EM QUE NÃO PODE ENTÃO CONSISTIR O CONTRIBUTO DA IGREJA PARA A CAUSA DA PAZ. SUPOSTA NEUTRALIDADE POLÍTICA DA IGREJA.

5. As condições presentes exigem de Nós um juízo franco e sincero dos fatos. Estes, de fato, atingiram tal gravidade que nos obrigam a ver o mundo dividido em dois campos opostos, e a humanidade inteira dividida em dois grupos tão profundamente separados, que dificilmente se permite a mínima liberdade de manter qualquer atitude de neutralidade política entre as partes adversas.

6. Ora, os que erroneamente consideram a Igreja potência terrena como as outras, uma espécie de império mundial, facilmente chegam a exigir dela, como das demais, a renúncia à neutralidade e a opção definitiva a uma das partes contrárias. Não é lícito todavia pretender que a Igreja renuncie à neutralidade política, pela simples razão de ela não poder vir a colocar-se ao serviço de interesses puramente políticos.

7. Nem se vá crer que se está a jogar com palavras ou conceitos. Basta possuir uma noção elementar do fundamento em que se baseia a Igreja como sociedade, para compreender o Nosso pensamento, sem necessidade de explicações ulteriores.
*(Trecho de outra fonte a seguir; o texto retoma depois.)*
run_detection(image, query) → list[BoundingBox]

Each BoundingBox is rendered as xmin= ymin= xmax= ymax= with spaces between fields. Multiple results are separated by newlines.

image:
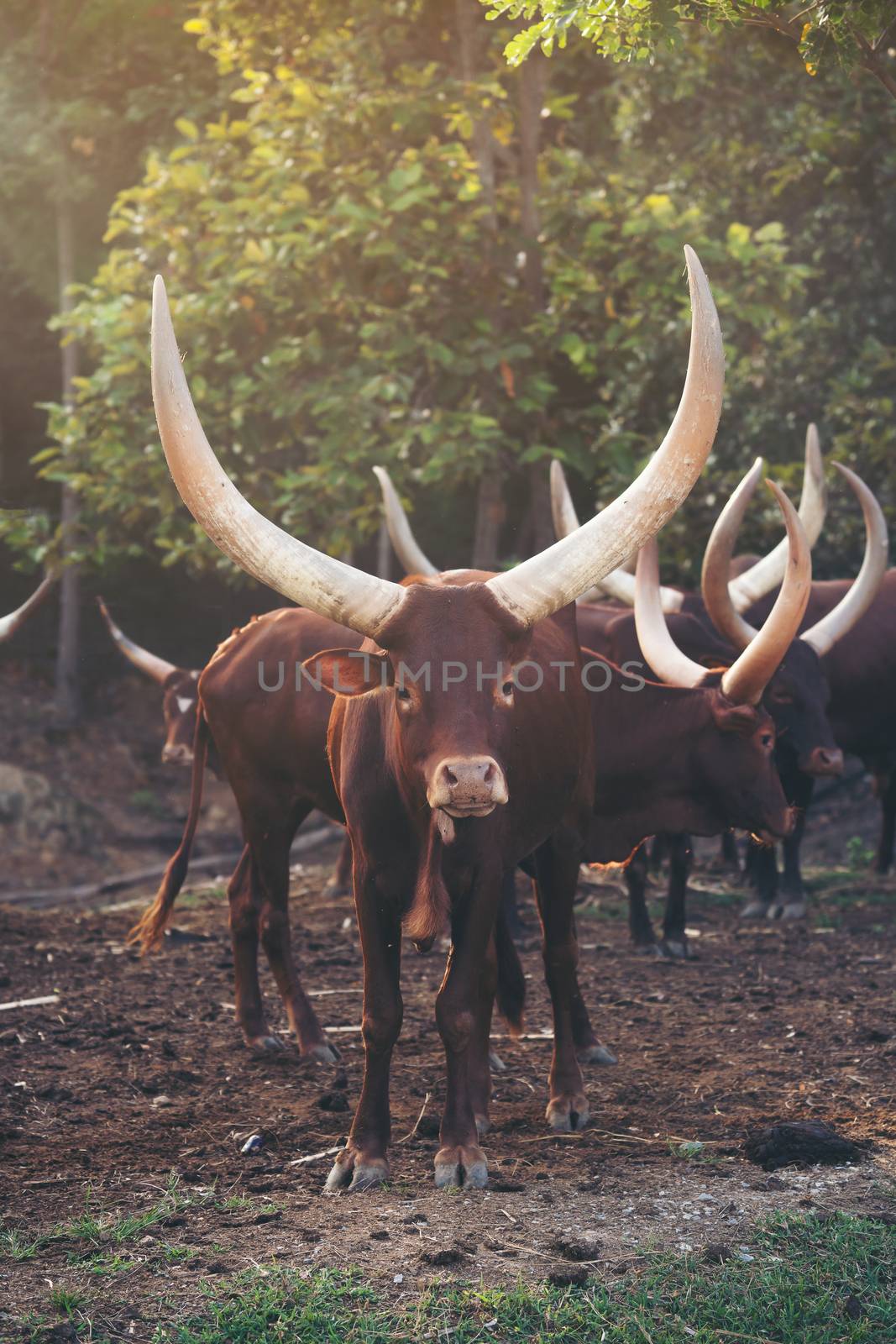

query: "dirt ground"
xmin=0 ymin=849 xmax=896 ymax=1339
O divino Redentor fundou a Igreja para comunicar à humanidade a sua verdade e a sua graça, até ao fim dos tempos. A Igreja é o seu "corpo místico". E' toda de Cristo e Cristo de Deus (cf. 1 Cor 3, 23).
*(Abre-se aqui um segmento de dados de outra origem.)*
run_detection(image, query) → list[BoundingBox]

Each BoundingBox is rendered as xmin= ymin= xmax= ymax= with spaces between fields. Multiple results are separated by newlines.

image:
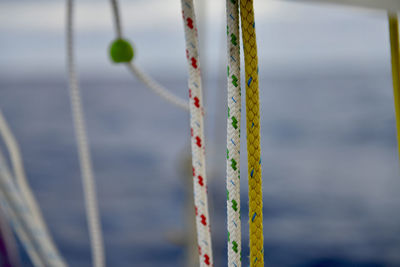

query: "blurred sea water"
xmin=0 ymin=62 xmax=400 ymax=267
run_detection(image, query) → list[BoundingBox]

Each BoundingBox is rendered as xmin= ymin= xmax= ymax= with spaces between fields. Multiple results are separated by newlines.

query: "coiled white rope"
xmin=181 ymin=0 xmax=213 ymax=266
xmin=0 ymin=110 xmax=66 ymax=266
xmin=126 ymin=63 xmax=189 ymax=111
xmin=226 ymin=0 xmax=242 ymax=267
xmin=110 ymin=0 xmax=189 ymax=111
xmin=66 ymin=0 xmax=105 ymax=267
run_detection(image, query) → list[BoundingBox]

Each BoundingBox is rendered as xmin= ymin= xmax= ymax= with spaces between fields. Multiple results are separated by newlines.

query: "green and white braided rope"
xmin=226 ymin=0 xmax=242 ymax=267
8. Políticos, e porventura até homens da Igreja, que pretendessem tornar a Esposa de Cristo aliada sua ou instrumento das suas combinações políticas, nacionais ou internacionais, iriam contra a essência mesma da Igreja e prejudicar-lhe-iam a vida; numa palavra, abaixá-la-iam até ao plano de debate dos conflitos movidos por interesses temporais. E isto é sempre verdade, ainda quando se realiza por fins e interesses em si legítimos.
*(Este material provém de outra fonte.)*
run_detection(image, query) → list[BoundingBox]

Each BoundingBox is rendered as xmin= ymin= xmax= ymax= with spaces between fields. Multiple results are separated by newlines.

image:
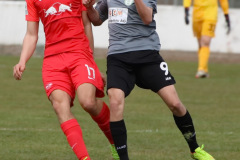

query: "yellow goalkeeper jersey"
xmin=183 ymin=0 xmax=229 ymax=21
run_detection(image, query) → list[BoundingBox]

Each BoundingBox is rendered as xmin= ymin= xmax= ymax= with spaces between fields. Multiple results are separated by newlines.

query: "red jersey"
xmin=26 ymin=0 xmax=92 ymax=57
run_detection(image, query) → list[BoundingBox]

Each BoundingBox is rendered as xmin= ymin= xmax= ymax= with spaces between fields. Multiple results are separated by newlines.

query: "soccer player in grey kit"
xmin=83 ymin=0 xmax=214 ymax=160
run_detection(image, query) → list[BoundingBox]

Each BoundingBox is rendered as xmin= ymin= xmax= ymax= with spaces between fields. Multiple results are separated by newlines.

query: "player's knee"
xmin=80 ymin=99 xmax=97 ymax=112
xmin=169 ymin=101 xmax=183 ymax=113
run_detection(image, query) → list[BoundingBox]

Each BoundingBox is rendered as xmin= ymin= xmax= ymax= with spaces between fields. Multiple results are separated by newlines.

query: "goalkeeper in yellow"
xmin=183 ymin=0 xmax=231 ymax=78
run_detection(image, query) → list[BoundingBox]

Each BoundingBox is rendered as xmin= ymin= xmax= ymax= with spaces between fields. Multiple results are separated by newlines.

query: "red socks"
xmin=92 ymin=102 xmax=114 ymax=144
xmin=61 ymin=119 xmax=90 ymax=160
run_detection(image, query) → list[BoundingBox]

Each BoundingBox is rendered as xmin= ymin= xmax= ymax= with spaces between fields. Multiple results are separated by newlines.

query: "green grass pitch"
xmin=0 ymin=56 xmax=240 ymax=160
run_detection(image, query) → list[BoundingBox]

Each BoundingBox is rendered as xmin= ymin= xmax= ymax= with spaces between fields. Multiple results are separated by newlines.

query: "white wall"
xmin=0 ymin=1 xmax=240 ymax=54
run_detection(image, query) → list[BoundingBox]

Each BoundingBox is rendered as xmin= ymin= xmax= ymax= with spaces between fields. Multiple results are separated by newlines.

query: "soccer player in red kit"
xmin=13 ymin=0 xmax=118 ymax=160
9. Quem portanto quisesse apartar a Igreja da sua suposta neutralidade, ou fazer pressão sobre ela na questão da paz, ou diminuir-lhe o direito de determinar livremente se quer tomar partido nos vários conflitos, quando e como, não lhe facilitaria com isso a cooperação na obra da paz. A Igreja de fato não pode nunca pronunciar-se em coisas políticas por motivos puramente políticos, mas só "sub specie aeternitatis", à luz da lei divina, da sua ordem, dos seus valores e das suas normas.

10. Potências e instituições puramente terrenas não raro saem da neutralidade para declarar-se hoje por um campo e amanhã talvez pelo oposto. jogo de combinações, que pode explicar-se pela variação incessante de interesses temporais. Mas a Igreja mantém-se longe de tais combinações mudáveis. Se é verdade que chega a pronunciar-se, não o faz porque abandone a neutralidade anteriormente observada, mas porque Deus não é nunca neutral a respeito das coisas humanas e do curso da história, e portanto também o não pode ser a sua Igreja. Se esta fala, é em virtude da sua missão divina, imposta por Deus. Se fala e julga de problemas do dia, fá-lo com clara consciência de antecipar, por virtude do Espírito Santo, as sentenças que no fim dos tempos serão confirmadas e sancionadas pelo seu Senhor e Cabeça, juiz do universo.

11. Esta é a função própria e sobre-humana da Igreja com respeito às coisas políticas. Que quer, portanto, dizer essa frase vazia que lhe exige renúncia à neutralidade?